On aimerait souvent être un homme de prière pour pouvoir prier, un homme riche pour pouvoir faire de la charité, mais l’expérience nous montre que le chemin se fait en marchant ; car c’est en forgeant que l’on devient forgeron.

Alors, parler de la spiritualité du cœur qui ne puise pas de la source de la prière et de la rencontre avec le Seigneur, résulte d’une illusion, un mensonge.

D’après mon expérience, il nous faut apprendre et réapprendre à rencontrer le Seigneur dans le silence, dans le désert, dans l’écoute de sa Parole. Quand on manque le temps de la prière, c’est l’unité de ma vie qui en jeu. D’autres choses ont pris et prennent la place de Dieu dans ma vie .

 

 

9. Une spiritualité contemplative

 

La spiritualité du cœur est une spiritualité qui découvre la présence de Dieu dans l’histoire personnelle, dans notre société. Bien qu’elle soit historique, l’incarnation du Fils de Dieu  a laissé des traces dans l’humanité. La spiritualité du cœur nous pousse à reconnaître des signes d’espérances, des signes de joies, de rencontres du divin avec l’humain dans notre histoire. Elle nous invite à trouver des lieux de révélation du divin dans l’histoire personnelle et communautaire. Le premier lieu de la révélation de Dieu est notre frère. Celui avec qui je vis. Ce frère à travers lequel Dieu se manifeste /dont le visage manifeste Dieu ne se présente pas toujours à moi tel que je le voudrais. Le plus grand défi est celui d’oublier mes frères de la communauté au profit/en faveur d’autres frères occasionnels avec qui je travaille au collège, à la paroisse, etc. En Afrique, la menace de la ‘fraternité congrégationnelle ou communautaire’ est le fait de ne jamais couper le cordon ombilical qui nous rattache à nos familles biologiques, à nos frères de tribus, de race, du village. Assumer la ‘fraternité congrégationnelle’, ‘joachinienne’ ne va pas de soi. Mais sans cela, tout ce que nous professons reste de bonnes paroles. La contemplation dans la spiritualité du cœur, à ma façon de voir, inclut absolument la contemplation de Dieu à travers le respect de mon frère, les soucis et la préoccupation à l’égard de mon frère.

L’autre lieu de la révélation du Cœur de Dieu est notre histoire personnelle, communautaire et congrégationnelle. Je pense qu’il ne nous est pas familier de voir note communauté, notre Congrégation comme un lieu de la présence de divine, un lieu de la présence du Cœur Sacré de Jésus.
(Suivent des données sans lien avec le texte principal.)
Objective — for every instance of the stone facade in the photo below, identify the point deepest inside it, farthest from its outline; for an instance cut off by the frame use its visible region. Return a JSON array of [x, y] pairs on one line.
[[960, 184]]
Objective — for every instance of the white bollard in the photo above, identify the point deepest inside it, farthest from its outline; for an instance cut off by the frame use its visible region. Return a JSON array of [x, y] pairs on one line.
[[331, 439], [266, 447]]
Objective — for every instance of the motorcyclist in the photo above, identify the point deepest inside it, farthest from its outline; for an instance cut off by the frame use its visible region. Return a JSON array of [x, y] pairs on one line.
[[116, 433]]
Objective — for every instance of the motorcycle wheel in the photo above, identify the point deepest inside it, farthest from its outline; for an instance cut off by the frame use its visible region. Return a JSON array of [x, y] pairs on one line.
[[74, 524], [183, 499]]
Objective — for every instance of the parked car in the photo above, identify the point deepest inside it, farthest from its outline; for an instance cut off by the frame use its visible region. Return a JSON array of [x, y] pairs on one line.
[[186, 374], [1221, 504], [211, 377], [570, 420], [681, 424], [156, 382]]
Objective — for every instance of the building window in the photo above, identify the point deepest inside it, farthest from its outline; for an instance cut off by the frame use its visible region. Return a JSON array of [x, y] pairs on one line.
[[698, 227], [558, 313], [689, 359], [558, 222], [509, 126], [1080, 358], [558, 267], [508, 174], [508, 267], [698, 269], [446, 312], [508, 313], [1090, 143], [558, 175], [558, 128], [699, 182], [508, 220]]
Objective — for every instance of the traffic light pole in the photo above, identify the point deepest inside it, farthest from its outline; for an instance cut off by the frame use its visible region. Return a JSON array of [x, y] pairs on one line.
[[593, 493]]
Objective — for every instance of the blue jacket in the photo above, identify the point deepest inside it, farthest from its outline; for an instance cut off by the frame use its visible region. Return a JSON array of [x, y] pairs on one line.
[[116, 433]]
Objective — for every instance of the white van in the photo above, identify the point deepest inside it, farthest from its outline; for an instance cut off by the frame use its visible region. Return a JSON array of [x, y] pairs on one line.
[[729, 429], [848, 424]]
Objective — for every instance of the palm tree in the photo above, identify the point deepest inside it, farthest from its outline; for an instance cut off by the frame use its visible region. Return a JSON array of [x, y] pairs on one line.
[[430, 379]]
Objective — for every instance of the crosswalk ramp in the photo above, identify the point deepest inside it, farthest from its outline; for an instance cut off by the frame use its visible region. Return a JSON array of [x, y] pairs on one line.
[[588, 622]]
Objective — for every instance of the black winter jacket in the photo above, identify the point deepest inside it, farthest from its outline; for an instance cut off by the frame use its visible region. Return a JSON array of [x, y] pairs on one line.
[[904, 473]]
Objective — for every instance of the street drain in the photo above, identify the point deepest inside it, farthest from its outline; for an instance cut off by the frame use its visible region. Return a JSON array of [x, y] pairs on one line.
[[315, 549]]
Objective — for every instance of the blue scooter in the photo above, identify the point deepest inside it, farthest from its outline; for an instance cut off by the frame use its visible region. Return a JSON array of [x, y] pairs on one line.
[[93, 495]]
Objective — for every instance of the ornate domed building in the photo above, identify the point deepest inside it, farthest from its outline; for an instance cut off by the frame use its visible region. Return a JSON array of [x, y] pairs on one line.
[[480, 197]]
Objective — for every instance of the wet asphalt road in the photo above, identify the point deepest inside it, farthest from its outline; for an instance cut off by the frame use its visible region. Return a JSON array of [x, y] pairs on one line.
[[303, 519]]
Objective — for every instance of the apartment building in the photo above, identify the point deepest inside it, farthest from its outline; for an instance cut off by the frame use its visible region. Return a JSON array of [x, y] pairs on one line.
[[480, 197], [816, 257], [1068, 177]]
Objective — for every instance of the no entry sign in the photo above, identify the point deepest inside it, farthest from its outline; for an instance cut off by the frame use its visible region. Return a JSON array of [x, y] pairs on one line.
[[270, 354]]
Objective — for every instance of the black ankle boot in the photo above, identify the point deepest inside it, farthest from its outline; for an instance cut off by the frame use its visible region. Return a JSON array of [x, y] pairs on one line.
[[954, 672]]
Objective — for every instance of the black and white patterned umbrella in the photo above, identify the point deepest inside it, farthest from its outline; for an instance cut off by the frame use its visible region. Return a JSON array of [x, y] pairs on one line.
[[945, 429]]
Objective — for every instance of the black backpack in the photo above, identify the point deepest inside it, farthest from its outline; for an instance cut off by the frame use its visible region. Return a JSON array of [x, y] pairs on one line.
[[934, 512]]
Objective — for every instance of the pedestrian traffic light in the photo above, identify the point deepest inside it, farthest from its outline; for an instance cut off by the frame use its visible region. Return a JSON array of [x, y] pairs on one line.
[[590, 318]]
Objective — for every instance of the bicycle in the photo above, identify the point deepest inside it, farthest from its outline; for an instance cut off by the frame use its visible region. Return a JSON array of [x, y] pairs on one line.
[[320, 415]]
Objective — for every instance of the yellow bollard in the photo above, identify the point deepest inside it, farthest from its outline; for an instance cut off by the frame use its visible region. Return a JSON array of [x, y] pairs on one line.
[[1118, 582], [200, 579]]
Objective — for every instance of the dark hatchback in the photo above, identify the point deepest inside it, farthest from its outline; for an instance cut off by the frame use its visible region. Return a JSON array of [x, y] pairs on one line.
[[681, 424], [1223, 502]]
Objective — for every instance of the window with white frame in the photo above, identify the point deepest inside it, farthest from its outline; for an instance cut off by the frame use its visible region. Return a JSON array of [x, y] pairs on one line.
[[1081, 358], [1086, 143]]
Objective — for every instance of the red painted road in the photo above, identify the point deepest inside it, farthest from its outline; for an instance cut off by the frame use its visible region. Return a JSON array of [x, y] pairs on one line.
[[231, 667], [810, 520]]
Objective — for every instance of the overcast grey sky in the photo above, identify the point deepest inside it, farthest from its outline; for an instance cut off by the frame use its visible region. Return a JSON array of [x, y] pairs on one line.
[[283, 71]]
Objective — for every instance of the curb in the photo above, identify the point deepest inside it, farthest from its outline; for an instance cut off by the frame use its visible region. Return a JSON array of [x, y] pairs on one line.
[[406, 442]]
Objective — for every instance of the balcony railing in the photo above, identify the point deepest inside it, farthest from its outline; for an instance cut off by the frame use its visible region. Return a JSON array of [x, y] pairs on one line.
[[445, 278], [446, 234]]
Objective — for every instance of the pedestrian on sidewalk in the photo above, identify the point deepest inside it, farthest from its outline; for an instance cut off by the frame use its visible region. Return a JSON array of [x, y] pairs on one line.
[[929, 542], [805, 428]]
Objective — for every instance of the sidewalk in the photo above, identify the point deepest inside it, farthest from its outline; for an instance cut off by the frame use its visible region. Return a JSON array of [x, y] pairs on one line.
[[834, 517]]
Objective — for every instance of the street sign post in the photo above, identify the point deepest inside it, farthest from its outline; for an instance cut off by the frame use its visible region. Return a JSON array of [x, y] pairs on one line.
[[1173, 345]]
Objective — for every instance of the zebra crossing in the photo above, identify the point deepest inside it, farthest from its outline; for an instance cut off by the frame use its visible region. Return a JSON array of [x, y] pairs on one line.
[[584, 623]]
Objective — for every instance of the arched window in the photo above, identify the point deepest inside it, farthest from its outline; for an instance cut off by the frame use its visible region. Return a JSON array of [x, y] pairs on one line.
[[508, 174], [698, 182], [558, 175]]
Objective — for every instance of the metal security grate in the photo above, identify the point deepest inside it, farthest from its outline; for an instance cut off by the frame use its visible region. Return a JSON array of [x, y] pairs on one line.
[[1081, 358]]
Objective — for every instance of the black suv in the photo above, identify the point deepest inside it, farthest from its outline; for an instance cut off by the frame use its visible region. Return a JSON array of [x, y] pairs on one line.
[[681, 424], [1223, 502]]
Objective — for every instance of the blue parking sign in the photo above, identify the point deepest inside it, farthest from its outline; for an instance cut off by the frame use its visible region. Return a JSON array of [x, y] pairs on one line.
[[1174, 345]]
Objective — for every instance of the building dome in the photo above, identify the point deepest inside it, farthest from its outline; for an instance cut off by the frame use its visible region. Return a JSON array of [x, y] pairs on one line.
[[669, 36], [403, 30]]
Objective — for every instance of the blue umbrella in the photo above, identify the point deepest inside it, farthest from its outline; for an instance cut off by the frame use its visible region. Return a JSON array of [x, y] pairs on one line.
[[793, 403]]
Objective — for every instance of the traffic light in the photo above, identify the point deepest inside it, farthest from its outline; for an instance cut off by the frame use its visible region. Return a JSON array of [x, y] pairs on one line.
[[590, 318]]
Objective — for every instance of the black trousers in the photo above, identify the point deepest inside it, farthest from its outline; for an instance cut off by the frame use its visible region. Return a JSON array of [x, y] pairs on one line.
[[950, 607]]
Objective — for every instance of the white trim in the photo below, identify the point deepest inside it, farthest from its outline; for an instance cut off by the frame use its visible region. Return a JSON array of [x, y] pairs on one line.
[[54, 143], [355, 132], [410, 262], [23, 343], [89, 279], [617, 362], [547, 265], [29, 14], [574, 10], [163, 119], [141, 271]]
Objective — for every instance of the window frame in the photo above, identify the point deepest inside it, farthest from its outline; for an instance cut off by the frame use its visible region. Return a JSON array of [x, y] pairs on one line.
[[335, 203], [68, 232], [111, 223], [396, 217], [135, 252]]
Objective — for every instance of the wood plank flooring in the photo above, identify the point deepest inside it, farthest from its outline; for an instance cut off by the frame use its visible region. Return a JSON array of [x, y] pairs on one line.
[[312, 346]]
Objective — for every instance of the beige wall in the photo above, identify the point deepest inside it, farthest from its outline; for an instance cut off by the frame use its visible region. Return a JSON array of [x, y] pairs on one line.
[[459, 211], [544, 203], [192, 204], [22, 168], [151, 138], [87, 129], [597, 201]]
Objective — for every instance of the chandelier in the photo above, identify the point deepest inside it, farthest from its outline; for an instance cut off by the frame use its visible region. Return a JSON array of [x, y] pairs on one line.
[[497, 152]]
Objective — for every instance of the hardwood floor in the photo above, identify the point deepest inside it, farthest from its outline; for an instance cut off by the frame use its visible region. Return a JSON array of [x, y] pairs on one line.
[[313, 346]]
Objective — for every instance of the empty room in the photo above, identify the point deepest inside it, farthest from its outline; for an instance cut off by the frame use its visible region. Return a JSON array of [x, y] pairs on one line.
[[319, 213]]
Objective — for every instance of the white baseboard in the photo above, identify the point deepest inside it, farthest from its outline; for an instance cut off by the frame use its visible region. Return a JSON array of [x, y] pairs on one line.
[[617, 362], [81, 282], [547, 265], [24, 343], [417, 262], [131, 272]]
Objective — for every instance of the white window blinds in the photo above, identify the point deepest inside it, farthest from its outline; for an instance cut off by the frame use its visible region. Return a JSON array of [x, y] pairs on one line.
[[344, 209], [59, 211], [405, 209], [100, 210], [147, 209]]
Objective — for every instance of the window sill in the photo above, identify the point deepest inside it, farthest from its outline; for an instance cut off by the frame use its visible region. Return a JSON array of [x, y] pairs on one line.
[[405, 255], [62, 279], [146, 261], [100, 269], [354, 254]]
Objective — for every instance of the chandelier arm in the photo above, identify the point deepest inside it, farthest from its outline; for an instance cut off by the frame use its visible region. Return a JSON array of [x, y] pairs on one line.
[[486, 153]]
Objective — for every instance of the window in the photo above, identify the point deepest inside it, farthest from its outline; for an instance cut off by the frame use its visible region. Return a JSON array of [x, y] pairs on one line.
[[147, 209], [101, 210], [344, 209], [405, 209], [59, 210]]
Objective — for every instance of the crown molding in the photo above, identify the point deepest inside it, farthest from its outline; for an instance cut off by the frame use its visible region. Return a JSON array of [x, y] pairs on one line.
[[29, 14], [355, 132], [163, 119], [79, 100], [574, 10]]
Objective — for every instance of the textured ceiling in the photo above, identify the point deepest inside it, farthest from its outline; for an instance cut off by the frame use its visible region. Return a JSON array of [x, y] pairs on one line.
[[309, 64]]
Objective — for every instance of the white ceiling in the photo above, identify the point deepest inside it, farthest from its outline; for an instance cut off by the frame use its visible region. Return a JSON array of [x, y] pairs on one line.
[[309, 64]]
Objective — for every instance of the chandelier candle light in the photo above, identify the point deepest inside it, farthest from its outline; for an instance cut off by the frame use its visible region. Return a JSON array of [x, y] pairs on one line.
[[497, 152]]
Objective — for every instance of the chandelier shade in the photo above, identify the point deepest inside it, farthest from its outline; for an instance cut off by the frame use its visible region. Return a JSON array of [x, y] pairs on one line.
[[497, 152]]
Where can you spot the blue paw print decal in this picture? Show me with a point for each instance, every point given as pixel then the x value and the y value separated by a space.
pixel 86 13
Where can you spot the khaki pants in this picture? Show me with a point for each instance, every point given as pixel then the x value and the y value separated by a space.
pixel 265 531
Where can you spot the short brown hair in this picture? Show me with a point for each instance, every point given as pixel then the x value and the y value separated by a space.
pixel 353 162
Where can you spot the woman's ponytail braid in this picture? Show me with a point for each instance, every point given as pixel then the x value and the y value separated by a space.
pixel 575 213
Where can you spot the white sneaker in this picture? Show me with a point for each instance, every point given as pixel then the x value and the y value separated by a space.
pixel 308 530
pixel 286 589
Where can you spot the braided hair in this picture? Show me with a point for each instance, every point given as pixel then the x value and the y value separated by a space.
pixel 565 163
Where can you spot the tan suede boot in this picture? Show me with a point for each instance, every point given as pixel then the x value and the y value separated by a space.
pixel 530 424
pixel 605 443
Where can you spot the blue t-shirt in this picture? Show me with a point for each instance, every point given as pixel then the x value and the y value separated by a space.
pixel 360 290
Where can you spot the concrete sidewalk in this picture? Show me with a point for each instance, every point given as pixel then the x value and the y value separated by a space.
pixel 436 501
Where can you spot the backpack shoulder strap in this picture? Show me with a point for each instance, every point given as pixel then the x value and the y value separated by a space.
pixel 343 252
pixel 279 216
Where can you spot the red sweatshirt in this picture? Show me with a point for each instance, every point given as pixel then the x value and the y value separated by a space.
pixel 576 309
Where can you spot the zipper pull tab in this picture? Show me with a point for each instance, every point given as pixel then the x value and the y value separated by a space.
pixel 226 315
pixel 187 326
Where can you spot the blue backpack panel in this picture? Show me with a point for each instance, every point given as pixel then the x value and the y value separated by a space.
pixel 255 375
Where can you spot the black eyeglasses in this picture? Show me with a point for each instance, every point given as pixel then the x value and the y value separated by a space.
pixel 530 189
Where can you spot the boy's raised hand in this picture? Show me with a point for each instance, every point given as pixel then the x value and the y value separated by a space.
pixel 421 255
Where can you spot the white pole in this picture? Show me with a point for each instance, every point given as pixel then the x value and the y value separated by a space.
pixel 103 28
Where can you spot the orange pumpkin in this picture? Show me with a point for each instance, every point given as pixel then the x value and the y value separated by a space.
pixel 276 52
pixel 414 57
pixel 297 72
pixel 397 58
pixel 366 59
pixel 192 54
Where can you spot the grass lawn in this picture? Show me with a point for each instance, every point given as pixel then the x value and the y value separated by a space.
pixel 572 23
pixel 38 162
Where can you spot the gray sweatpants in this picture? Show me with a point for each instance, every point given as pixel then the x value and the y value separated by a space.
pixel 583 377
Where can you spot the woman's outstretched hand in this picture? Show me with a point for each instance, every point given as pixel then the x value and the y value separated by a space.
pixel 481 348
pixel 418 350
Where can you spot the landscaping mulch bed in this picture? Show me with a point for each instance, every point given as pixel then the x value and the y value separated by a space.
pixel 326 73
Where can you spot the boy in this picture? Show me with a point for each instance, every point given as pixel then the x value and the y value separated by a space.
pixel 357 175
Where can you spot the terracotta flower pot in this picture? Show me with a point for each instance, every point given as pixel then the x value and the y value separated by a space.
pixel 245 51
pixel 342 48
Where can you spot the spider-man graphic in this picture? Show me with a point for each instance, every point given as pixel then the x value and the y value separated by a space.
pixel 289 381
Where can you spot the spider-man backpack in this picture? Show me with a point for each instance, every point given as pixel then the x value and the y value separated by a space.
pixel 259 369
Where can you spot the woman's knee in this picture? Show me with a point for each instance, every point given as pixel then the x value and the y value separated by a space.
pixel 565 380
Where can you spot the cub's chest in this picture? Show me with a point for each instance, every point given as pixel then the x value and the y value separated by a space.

Et ce n’est pas par principe, mais par mégarde, par manque d’attention. Et pourtant, c’est là notre Horeb, notre Jourdain, notre Sinaï et quelque fois aussi notre Gétsemani. C’est justement dans ses joies et peines partagées, assumées ensemble, que l’on grandit. Les difficultés sont souvent des sources de croissance, et révélatrices de nos fragilités et de la puissance divine. C’est vrai qu l’autre peut être l’enfer, peut me chosifier, mais aussi il est le passage le chemin qu’emprunte Dieu pour arriver jusqu’à moi. ‘L’ennemi n’est pas très loin : il est dans la communauté, il est la personne qui et ma liberté en danger et que je ne supporte pas’. (Jean Vanier).